Pas de fioriture, juste une réalité crue. Voilà ce qui nous est proposé ici.

La lecture est prenante. Le style ne cède pourtant jamais à la facilité.

Du coup, cela m’a donné envie de lire le précédent livre de Thierry Hesse :

Le roman met en parallèle deux histoires. L’une évoque Andres Escobar, ancien joueur de l'équipe de football de Colombie qui fut assassiné après avoir mis un but contre son camp lors de la coupe du monde de 1994, aux Etats-Unis.

L’autre parle de Sam et Natty, un jeune couple qui vient d’avoir une fille, Lou. Cette naissance est le point de départ chez Sam d’une quête quant à ses origines.

L'idée a frappé Sam qu'en assistant à la naissance de Lou, au commencement d'une vie nouvelle qui allait prolonger l'aventure de sa vie, il retrouverait peut-être ce fantôme de lui-même, ce qu'il pensait avoir perdu en apprenant dans l'âge d'homme.

Plus loin :

C'est un centre qu'il cherchait. Un centre ou un noyau d'où il pouvait penser que plusieurs événements qui s'étaient déroulés dans sa vie, qui pour lui avaient été substantiels, décisifs, à coups sûr en provenaient. Un centre ou un noyau vers quoi aussi l'ensemble de ses actes, sa raison, ses désirs, gravitaient tels des électrons endiablés.

Comment commence une vie ? Comment était-ce dans les premières années, période qui refuse l’accès à notre mémoire. Y a-t-il un moment où tout un chacun marque un but contre son camp. Voilà les questions posées ici.

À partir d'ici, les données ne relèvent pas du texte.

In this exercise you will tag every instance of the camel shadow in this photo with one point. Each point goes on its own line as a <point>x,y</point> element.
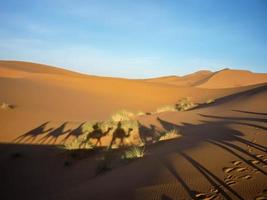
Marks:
<point>219,134</point>
<point>74,133</point>
<point>120,133</point>
<point>52,136</point>
<point>97,134</point>
<point>33,134</point>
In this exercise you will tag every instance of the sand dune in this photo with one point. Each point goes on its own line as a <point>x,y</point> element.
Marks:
<point>226,78</point>
<point>233,78</point>
<point>43,93</point>
<point>220,152</point>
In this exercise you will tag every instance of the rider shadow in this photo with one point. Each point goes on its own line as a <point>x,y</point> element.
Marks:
<point>74,133</point>
<point>96,134</point>
<point>33,134</point>
<point>120,133</point>
<point>53,135</point>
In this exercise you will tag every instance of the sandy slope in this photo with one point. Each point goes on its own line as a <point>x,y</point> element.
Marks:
<point>42,93</point>
<point>233,78</point>
<point>221,153</point>
<point>226,78</point>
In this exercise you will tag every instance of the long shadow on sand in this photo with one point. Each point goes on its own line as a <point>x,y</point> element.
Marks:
<point>214,130</point>
<point>75,132</point>
<point>31,135</point>
<point>219,134</point>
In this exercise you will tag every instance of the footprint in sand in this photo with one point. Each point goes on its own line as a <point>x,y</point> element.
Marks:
<point>241,169</point>
<point>230,182</point>
<point>259,156</point>
<point>246,177</point>
<point>205,196</point>
<point>228,169</point>
<point>262,196</point>
<point>255,161</point>
<point>236,163</point>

Dans cette remontée du temps il y a un conflit entre un père et un fils, ce dernier refusant de cultiver l'aspargus lucculus, comme l’ont fait ses aïeux.

De fait, il en avait coûté au père de voir partir le fils, il en avait coûté au fils d'abandonner le père.

Il y a l’exploration d’un autre chemin, d’une autre trajectoire. Cette déviation est-elle la bonne ? Question légitime posée par Sam qui s’interroge au moment du décès de sa mère. Lui a choisi l’écriture et c’est au moment de se rendre dans un atelier d’écriture non loin de là où ses parents vécurent des moments de bonheur que les questions fusent.

Le bonheur, pensa Sam, ne s'arrange pas des choses et des idées complexes.

Ce lieu est immortalisé sur une photo où le père et la mère de Sam apparaissent dans leur éclatante jeunesse. Mais, outre sa beauté, le cliché reste énigmatique aux yeux du narrateur. Et tout le « voyage » de Samprouve à l’évidence que cette recherche est vaine. D’où l’importance, comme le dit le livre de « produire ses propres clefs ».